Das Leben jenseits des Kanals kennen lernen

Emmerich..  Nicht mit dem Flugzeug, sondern mit den Zug ging es in diesen Jahr für neun Austauschschüler aus Wisbech/England nach Emmerich. Warum? „Zum einen weil es so günstiger war und zum anderen so besser schon einmal die Landschaft des Landes gesichtet werden kann“, weiß Heinz Ulland. Der Englischlehrer des Willibrord-Gymnasiums organisiert von deutscher Seite aus den Austausch mit der englischen Partnerschule.

Seit über 20 Jahren sind Wisbech und Emmerich nun so schulisch verbunden.
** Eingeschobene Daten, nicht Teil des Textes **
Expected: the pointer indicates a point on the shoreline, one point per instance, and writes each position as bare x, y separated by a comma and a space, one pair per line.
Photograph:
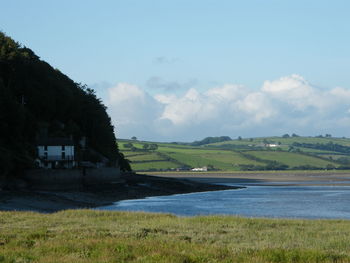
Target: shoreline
139, 186
135, 187
298, 178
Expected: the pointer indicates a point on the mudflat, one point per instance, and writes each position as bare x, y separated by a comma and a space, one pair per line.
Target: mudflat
134, 187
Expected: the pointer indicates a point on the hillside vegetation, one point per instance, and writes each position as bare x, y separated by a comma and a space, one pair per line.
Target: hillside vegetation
270, 153
101, 236
34, 97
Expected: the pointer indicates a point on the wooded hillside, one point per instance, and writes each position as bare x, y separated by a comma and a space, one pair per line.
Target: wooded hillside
35, 97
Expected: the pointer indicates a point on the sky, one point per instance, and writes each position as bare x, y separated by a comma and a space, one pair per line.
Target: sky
183, 70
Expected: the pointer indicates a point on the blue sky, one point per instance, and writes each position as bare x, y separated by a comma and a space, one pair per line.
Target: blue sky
272, 58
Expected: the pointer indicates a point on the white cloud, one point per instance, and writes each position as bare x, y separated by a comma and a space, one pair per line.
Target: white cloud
289, 104
295, 91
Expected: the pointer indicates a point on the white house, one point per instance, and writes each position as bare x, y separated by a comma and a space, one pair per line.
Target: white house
200, 169
56, 153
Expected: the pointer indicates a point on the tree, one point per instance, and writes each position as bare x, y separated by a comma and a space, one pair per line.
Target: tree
153, 147
128, 145
145, 146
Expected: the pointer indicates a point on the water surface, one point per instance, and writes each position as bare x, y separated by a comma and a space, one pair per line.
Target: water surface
254, 201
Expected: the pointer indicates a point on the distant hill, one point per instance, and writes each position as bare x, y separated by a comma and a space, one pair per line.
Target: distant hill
209, 140
35, 98
254, 154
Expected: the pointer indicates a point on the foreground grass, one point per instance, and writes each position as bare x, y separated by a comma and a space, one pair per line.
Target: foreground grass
99, 236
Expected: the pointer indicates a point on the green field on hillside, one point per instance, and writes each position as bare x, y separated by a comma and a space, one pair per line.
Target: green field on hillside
104, 236
291, 159
235, 155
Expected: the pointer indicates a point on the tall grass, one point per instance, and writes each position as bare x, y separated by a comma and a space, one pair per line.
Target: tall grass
100, 236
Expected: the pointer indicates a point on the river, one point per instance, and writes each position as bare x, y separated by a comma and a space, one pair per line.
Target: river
272, 200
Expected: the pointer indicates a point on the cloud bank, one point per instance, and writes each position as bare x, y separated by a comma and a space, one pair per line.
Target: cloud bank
286, 105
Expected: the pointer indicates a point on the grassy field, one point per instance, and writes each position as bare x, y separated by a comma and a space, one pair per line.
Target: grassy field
99, 236
291, 159
231, 155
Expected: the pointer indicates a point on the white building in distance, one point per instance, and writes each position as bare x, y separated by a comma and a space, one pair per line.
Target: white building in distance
56, 153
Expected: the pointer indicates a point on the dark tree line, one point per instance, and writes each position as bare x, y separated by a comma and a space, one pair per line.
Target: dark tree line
36, 97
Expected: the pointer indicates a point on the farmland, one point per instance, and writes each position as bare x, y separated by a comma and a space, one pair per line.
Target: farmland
268, 153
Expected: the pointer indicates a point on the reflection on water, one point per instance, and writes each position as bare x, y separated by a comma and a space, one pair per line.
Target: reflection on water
253, 201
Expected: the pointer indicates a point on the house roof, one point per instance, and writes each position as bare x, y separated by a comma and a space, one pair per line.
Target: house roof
55, 141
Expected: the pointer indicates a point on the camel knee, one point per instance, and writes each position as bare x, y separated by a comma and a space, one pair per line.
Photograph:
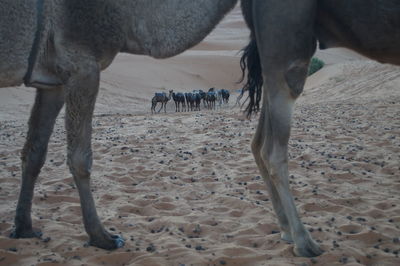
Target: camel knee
275, 162
80, 164
295, 76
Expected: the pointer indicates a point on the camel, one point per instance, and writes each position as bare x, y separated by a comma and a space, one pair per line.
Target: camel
239, 98
179, 99
284, 36
160, 98
59, 47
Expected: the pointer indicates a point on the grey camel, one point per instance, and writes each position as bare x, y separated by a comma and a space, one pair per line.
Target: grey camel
59, 47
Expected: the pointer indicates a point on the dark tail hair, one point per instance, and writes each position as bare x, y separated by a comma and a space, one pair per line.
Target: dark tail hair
250, 63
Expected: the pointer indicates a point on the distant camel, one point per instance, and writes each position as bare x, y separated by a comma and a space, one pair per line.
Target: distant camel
190, 100
211, 98
60, 47
179, 99
239, 98
203, 97
160, 98
196, 100
225, 96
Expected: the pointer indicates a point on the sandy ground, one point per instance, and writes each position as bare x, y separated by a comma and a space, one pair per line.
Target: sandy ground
183, 188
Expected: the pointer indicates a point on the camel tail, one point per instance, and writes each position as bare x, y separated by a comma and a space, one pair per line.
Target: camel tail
250, 64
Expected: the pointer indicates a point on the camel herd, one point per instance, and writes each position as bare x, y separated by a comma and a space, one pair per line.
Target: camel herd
191, 101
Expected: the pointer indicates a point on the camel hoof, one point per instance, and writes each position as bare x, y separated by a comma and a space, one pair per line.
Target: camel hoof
114, 242
310, 249
286, 237
26, 234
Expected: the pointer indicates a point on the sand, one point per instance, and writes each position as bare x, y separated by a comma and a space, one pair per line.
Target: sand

Schade nur: Mit der Zeit ist die Teilnehmerzahl an dem Austausch stetig gesunken. Der Tiefststand ist in diesem Jahr. Lediglich sieben Schülerinnen und zwei Schüler sind momentan in den Gastfamilien in Emmerich untergebracht. „Wir hätten gut und gerne mit 55 Schülern nach Wisbech fahren können“, so der stellvertretende Rektor des Gymnasiums, Wolfgang Urbach. Doch da die außerschulischen Aktivitäten der Engländer begrenzt sind, muss dieser in deren Ferien stattfinden – kein Wunder, dass da das Interesse nicht allzu groß ist.
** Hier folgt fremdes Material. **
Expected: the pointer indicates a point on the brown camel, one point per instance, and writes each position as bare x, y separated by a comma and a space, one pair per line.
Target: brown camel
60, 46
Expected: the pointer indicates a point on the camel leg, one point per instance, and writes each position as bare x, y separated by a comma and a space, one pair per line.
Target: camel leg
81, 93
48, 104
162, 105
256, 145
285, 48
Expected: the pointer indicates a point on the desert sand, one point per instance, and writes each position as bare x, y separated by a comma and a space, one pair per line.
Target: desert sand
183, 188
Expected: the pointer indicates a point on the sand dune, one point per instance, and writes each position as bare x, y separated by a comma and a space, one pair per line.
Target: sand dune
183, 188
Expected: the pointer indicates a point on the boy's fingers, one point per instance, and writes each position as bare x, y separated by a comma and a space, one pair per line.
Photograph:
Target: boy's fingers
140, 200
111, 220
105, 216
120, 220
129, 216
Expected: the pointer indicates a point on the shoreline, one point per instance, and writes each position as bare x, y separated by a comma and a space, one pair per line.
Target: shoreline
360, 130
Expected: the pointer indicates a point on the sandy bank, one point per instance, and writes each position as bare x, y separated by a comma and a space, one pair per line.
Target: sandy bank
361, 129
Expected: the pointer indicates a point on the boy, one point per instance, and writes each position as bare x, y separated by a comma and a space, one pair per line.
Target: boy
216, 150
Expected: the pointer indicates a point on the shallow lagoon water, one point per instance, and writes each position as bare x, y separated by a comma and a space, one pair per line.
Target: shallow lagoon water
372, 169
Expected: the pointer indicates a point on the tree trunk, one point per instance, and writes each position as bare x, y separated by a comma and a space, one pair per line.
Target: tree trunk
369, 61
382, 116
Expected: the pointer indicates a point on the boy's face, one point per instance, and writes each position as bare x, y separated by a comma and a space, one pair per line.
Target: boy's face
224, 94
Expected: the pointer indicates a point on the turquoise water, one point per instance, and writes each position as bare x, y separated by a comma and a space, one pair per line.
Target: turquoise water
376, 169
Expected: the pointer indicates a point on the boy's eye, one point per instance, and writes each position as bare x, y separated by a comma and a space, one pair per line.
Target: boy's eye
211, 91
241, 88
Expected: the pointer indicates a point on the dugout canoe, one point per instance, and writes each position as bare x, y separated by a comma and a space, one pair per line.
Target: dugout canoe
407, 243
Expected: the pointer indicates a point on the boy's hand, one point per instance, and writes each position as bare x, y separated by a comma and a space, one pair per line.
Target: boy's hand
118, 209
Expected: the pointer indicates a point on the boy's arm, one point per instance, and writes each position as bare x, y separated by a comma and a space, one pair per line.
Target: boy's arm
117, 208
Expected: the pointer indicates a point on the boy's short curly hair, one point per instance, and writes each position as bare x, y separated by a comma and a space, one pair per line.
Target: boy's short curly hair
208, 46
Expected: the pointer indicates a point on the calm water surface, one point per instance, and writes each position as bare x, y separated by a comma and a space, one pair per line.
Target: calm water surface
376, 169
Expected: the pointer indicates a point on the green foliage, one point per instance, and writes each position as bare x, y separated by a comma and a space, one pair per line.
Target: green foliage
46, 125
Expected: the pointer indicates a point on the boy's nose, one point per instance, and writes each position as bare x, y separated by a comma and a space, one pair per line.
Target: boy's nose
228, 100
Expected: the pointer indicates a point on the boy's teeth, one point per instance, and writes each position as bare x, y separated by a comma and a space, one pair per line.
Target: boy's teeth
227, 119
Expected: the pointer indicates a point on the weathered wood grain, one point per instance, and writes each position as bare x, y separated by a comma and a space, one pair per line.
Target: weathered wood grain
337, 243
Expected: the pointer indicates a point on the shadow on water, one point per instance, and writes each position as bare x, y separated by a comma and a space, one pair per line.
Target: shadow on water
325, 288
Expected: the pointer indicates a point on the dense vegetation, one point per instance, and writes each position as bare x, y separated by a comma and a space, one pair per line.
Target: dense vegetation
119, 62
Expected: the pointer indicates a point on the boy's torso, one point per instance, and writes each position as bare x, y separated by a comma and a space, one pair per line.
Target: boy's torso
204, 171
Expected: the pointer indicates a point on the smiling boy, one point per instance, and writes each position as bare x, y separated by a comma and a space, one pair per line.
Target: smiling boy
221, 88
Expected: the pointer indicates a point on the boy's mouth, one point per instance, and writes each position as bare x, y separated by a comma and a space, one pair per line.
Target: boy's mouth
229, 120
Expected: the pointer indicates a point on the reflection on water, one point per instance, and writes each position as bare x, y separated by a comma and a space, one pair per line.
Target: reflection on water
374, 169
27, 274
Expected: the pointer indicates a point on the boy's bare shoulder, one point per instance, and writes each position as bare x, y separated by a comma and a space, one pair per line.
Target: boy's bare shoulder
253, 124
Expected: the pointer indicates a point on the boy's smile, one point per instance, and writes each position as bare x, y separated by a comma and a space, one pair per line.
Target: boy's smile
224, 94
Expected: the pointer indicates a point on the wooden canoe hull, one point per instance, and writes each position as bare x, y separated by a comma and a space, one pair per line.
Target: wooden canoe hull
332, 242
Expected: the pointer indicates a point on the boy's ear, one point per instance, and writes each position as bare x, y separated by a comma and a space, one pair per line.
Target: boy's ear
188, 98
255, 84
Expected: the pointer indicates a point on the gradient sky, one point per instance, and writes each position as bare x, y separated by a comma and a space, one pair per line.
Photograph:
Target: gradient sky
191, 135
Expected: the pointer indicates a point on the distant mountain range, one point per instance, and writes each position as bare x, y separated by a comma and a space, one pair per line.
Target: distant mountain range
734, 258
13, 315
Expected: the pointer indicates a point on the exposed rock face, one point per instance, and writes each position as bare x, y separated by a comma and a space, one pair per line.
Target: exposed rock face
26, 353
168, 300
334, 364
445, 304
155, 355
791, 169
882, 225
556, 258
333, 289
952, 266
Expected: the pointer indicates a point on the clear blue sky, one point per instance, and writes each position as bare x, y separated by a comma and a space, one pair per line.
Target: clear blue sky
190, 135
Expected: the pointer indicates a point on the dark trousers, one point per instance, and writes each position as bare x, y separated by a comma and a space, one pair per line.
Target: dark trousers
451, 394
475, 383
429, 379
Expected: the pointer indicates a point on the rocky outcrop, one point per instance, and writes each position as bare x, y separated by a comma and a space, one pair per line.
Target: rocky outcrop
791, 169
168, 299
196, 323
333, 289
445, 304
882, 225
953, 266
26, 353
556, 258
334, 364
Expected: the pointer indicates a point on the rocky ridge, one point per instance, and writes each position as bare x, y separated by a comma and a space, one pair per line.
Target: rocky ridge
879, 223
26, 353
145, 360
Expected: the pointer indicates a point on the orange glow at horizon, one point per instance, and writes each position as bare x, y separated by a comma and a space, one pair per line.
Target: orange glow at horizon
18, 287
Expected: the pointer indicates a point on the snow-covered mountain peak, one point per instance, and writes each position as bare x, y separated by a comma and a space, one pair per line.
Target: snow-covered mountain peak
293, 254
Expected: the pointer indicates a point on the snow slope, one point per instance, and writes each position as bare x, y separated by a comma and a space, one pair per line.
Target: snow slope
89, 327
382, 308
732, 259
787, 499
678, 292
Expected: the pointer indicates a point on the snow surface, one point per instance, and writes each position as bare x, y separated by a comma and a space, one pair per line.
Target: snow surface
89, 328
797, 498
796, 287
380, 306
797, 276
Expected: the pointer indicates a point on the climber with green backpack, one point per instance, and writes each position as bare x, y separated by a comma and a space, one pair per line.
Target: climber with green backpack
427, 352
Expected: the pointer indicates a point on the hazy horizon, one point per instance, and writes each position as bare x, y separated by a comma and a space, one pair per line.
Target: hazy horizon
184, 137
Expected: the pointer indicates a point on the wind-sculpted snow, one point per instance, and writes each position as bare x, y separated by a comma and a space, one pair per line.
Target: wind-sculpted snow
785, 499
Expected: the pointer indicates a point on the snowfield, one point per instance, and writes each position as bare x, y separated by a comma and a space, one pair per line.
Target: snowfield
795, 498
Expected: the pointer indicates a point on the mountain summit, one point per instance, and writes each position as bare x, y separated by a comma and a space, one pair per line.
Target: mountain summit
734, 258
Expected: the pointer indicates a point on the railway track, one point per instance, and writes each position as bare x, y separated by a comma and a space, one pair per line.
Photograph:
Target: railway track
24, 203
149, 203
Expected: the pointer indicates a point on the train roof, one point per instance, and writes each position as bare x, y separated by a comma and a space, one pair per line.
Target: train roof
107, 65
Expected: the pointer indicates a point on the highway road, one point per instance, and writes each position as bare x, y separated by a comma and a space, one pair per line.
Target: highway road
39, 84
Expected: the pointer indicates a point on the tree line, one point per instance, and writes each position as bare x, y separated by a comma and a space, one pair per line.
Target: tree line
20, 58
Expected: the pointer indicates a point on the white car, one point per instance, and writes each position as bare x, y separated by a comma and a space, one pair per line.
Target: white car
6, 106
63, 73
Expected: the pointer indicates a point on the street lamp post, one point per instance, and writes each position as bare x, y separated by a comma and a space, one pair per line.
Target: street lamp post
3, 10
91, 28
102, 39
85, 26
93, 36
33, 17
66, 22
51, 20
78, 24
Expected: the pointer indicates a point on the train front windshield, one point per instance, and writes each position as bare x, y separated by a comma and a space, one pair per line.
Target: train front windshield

Zusammen mit den Lehrern Santosh Ghosh und Monika Skinner ging es nach Emmerich. Eine erste Erkundungstour für die 14-Jährigen durch die Stadt gab es bereits gestern. Zudem stehen noch ein Besuch des Lehmbruck-Museums in Duisburg und auch eine Führung durch die Firma Probat auf dem Programm. „Schön ist, dass der Austausch nahtlos ineinander übergeht“, so Ulland.
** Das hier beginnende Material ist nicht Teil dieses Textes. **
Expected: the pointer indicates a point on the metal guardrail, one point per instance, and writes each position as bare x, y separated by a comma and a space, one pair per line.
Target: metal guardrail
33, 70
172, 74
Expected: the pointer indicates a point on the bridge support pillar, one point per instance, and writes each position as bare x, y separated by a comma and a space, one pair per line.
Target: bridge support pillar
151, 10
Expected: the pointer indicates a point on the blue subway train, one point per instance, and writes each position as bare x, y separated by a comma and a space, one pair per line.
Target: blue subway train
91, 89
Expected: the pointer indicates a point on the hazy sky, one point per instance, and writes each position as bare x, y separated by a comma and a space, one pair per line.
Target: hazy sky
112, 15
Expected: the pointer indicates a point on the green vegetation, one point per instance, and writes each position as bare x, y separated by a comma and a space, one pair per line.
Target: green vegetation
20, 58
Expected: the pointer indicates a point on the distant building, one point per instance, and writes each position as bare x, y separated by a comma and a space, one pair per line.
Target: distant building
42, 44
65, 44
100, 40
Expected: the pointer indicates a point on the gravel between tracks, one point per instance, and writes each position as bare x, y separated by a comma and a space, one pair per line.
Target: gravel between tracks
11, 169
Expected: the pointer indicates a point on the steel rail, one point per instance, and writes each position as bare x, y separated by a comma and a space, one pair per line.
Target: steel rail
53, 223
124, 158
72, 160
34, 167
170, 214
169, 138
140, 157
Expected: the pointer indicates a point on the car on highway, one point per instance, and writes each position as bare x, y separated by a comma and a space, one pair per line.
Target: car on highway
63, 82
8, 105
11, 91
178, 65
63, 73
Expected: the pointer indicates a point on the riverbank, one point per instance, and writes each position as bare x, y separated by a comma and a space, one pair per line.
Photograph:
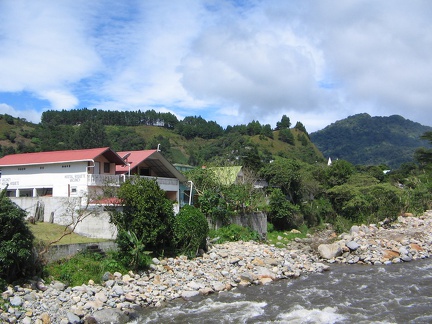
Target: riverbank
223, 267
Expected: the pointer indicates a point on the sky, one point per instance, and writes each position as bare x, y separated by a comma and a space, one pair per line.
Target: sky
229, 61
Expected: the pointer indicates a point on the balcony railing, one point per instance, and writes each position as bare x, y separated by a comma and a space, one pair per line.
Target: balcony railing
116, 180
161, 181
103, 180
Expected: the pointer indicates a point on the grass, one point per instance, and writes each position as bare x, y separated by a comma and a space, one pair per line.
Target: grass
82, 267
282, 238
47, 232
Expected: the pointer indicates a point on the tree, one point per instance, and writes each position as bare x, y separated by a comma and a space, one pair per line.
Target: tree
284, 123
16, 241
190, 230
282, 213
339, 172
286, 136
285, 174
423, 155
91, 134
302, 128
147, 217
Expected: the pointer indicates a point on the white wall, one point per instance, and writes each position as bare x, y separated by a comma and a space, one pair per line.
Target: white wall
61, 177
64, 212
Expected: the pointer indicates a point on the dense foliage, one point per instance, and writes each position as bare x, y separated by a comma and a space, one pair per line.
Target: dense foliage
190, 231
366, 140
16, 241
84, 266
146, 222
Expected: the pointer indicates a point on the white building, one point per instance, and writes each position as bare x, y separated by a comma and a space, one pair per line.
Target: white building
54, 186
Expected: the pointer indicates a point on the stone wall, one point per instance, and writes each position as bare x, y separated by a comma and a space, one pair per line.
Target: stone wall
57, 252
256, 221
63, 210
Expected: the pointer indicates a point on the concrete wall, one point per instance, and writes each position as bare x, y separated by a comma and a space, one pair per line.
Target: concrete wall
57, 252
63, 211
255, 221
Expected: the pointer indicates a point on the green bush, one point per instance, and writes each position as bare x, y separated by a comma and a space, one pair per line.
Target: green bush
16, 242
146, 220
84, 266
190, 231
282, 213
234, 232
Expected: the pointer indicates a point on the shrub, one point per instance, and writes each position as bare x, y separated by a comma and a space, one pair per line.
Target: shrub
190, 230
147, 216
282, 213
233, 233
84, 266
16, 241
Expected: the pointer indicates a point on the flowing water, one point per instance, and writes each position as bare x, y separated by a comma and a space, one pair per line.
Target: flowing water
398, 293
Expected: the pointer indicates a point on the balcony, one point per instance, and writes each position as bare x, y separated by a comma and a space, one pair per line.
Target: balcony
103, 180
167, 184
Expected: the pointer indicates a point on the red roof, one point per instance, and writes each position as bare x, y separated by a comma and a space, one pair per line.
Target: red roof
133, 158
60, 157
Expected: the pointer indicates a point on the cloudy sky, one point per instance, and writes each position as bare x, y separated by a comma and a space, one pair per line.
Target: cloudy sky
230, 61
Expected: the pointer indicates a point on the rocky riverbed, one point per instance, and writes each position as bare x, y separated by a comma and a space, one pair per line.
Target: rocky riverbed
223, 267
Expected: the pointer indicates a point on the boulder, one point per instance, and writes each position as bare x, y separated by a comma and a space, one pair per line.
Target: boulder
330, 251
110, 315
352, 245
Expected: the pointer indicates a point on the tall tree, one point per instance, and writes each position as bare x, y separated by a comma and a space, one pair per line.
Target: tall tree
91, 134
284, 123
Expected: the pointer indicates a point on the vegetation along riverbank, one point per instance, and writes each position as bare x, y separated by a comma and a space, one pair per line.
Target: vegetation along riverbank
223, 267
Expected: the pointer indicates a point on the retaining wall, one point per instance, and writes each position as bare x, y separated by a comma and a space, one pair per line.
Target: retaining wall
57, 252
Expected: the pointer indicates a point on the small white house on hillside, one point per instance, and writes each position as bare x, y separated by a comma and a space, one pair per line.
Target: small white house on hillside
53, 186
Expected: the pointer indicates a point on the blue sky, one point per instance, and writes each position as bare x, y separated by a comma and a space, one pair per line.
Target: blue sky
316, 61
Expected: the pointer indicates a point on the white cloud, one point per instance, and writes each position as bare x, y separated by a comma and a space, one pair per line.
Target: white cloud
59, 99
30, 115
314, 60
44, 46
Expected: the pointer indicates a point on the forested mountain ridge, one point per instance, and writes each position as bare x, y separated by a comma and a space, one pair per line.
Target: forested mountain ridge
192, 141
362, 139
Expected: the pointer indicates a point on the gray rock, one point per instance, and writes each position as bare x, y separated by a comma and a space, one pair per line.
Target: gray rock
108, 316
352, 245
118, 290
354, 230
16, 301
72, 318
406, 258
218, 286
189, 293
107, 276
58, 285
330, 251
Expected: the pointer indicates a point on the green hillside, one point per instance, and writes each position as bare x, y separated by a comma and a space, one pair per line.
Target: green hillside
362, 139
243, 144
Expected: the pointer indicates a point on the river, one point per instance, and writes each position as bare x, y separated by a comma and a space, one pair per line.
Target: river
397, 293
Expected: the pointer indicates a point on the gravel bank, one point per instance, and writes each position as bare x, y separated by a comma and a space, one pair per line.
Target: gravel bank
223, 267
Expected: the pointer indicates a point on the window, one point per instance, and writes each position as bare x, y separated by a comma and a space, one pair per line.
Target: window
145, 172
Sprich: Die deutschen Gastgeber fahren mit dem Besuch aus Wisbech am kommenden Montag via Zug zurück und verbringen dann eine Woche in dem englischen Städtchen. Ein Tag in Cambridge, ein Besuch der Partnerstadt King’s Lynn sowie ein kurzer Zwischenstopp in London sind auch schon für die Neuntklässler des Willibrord-Gymnasiums eingeplant.